Are We In For a (Tax) Cliff Hanger?

Apr 16, 2012 | Taxes

In honor of Tax Day on Tuesday, we will be doing blogs this week about the current shape of the tax code and what can be done to fix it. Our first blog will be about all the tax provisions that will expire at the end of the year, what has been labelled as "taxmageddon" (or the tax side of the fiscal cliff).

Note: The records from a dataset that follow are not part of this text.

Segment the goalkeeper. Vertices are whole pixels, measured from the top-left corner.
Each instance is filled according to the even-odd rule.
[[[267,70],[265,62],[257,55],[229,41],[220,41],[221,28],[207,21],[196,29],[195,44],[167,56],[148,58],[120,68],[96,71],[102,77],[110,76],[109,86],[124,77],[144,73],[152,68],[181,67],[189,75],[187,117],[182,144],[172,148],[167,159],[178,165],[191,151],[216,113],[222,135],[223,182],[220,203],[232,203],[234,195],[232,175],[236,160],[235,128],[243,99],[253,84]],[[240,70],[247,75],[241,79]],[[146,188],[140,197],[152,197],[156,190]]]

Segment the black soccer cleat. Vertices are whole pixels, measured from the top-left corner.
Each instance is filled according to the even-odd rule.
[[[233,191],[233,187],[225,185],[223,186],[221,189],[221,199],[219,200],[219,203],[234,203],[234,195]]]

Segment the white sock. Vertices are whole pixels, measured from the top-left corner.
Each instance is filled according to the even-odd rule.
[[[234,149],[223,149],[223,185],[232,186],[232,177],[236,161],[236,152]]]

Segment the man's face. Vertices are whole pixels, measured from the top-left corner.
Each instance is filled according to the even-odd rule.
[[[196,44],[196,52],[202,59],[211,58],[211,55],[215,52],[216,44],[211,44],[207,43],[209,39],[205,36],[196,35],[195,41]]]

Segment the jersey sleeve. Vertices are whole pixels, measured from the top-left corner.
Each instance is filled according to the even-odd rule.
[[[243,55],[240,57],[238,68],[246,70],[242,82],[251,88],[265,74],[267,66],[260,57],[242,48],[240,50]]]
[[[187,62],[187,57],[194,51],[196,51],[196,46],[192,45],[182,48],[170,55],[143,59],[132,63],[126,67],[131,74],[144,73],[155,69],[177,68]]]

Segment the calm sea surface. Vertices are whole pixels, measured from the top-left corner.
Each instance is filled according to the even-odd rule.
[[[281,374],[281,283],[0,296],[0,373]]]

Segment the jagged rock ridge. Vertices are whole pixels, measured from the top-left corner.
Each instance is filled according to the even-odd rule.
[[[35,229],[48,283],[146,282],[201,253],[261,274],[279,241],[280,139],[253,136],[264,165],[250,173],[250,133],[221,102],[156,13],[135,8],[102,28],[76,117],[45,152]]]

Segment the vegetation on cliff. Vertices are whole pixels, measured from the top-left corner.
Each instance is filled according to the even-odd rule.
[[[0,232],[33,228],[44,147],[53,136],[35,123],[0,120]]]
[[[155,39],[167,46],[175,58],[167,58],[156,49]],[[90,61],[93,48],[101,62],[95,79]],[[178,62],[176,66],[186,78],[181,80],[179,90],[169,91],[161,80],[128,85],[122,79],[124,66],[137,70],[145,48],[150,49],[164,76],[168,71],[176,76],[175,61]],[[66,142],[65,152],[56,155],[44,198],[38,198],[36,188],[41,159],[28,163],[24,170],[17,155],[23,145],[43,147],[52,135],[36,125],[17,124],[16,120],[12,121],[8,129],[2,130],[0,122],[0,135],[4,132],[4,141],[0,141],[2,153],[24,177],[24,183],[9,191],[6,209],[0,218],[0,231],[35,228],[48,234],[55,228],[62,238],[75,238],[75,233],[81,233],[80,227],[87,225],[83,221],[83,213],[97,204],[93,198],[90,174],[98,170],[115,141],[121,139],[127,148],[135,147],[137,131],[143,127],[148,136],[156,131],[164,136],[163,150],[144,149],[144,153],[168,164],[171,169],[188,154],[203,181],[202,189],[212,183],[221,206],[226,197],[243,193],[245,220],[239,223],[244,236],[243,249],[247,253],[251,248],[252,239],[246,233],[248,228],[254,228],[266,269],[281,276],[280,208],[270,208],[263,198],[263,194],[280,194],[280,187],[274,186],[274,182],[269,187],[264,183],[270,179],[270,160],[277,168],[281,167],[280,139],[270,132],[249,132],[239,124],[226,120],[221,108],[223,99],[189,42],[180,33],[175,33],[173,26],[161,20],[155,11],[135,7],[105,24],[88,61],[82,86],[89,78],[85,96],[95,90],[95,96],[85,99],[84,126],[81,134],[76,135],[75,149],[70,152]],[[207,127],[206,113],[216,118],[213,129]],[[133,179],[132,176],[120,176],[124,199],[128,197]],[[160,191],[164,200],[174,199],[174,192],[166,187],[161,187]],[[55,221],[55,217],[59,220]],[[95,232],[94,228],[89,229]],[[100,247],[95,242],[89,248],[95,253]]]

As our press release on Tax Day makes clear, the tax system has increasingly become temporary, and many temporary tax provisions are set to expire at the end of 2012, creating tremendous uncertainty for everyone. These expiring provisions affect taxpayers at all levels of income to varying degrees and affect a number of different targeted benefits that individuals and businesses receive; however, extending all of these would cost over $5 trillion over ten years. The provisions include:

  • Tax rates: The 2001 tax cut lowered tax rates across the board, leading to tax brackets of 10, 15, 25, 28, 33, and 35 percent. If the 2010 tax cut expires, the 10 percent bracket will disappear and the other rates will be 15, 28, 31, 36, and 39.6 percent. Extending the brackets alone would cost about $1.3 trillion over ten years.
  • Refundable tax credits: The 2001 tax cut increased the child tax credit from $500 to $1,000 per child and made it partially refundable, while increasing the Earned Income Tax Credit for married couples. The 2009 stimulus made the child tax credit more refundable, expanded the EITC for families with three or more children, and created the American Opportunity Tax Credit, a $2,500 refundable credit for college expenses that replaced the smaller non-refundable Hope credit. Continuing all of these credits at their current parameters would cost $665 billion over ten years.
  • Capital gains and dividends: The 2003 tax cut lowered capital gains and dividends rates to 0 percent for people in the 10 and 15 percent brackets and to 15 percent for people above the 15 percent bracket. If these provisions expire, the rates would go back to 10 and 20 percent for capital gains and to ordinary income rates for dividends. Keeping these lower preferential rates would cost $315 billion.
  • Estate tax: After the 2001 tax cut temporarily eliminated the estate tax in 2010, the 2010 tax cut reinstated the estate tax at a $5 million exemption (indexed for inflation beyond 2011; currently at $5.12 million) and a 35 percent top rate. If this provision expires, the estate tax will revert to the pre-2001 parameters of a $1 million exemption and a top rate of 55 percent. Extending the more generous estate tax parameters would cost $430 billion.
  • Phaseouts: The 2001 tax cut also eliminated phaseouts of personal exemptions and itemized deductions for upper-income taxpayers (PEP and Pease, respectively), resulting in an effective rate cut for those who were previously hit by them. Permanently eliminating these phaseouts would cost $165 billion.
  • Marriage penalties: The 2001 tax cut included a few provisions that were intended to reduce marriage penalties. These provisions extended the 15 percent bracket to higher incomes for married couples and increased their standard deduction. Extending these provisions would cost $55 billion.
  • AMT patch: The Alternative Minimum Tax was originally created in 1969 to prevent high-income taxpayers from paying little or nothing in tax. However, the exemption was not indexed for inflation, so Congress has to act frequently to prevent the tax from hitting middle earners by increasing the exemption. The most recent patch expired at the end of 2011 but can be extended retroactively by the end of this year. The tax would only hit four million people if it is patched, but 30 million people if it isn't. Permanently patching the AMT would cost $800 billion on its own and $1.7 trillion if the other tax cuts are extended.
  • Payroll tax holiday: The 2010 tax cut originally enacted the two percentage point payroll tax cut, which was scheduled to expire at the end of 2011. Congress acted late last year and again in February to extend it through this year. Although no official estimate currently exists, we estimate that extending the payroll tax cut for a year would cost about $120 billion.
  • Other Tax extenders: Tax extenders are "temporary" and often narrowly-targeted tax provisions that are routinely extended (although that sounds like much of the tax code these days). The extenders are headlined by the popular R&E tax credit, which has been temporary for the past 30+ years. The extenders also include various energy incentives and other miscellaneous carveouts. All the extenders expired last year, but as with the AMT patch, they can be extended retroactively. Making them all permanent (excluding expensing provisions) would cost $455 billion.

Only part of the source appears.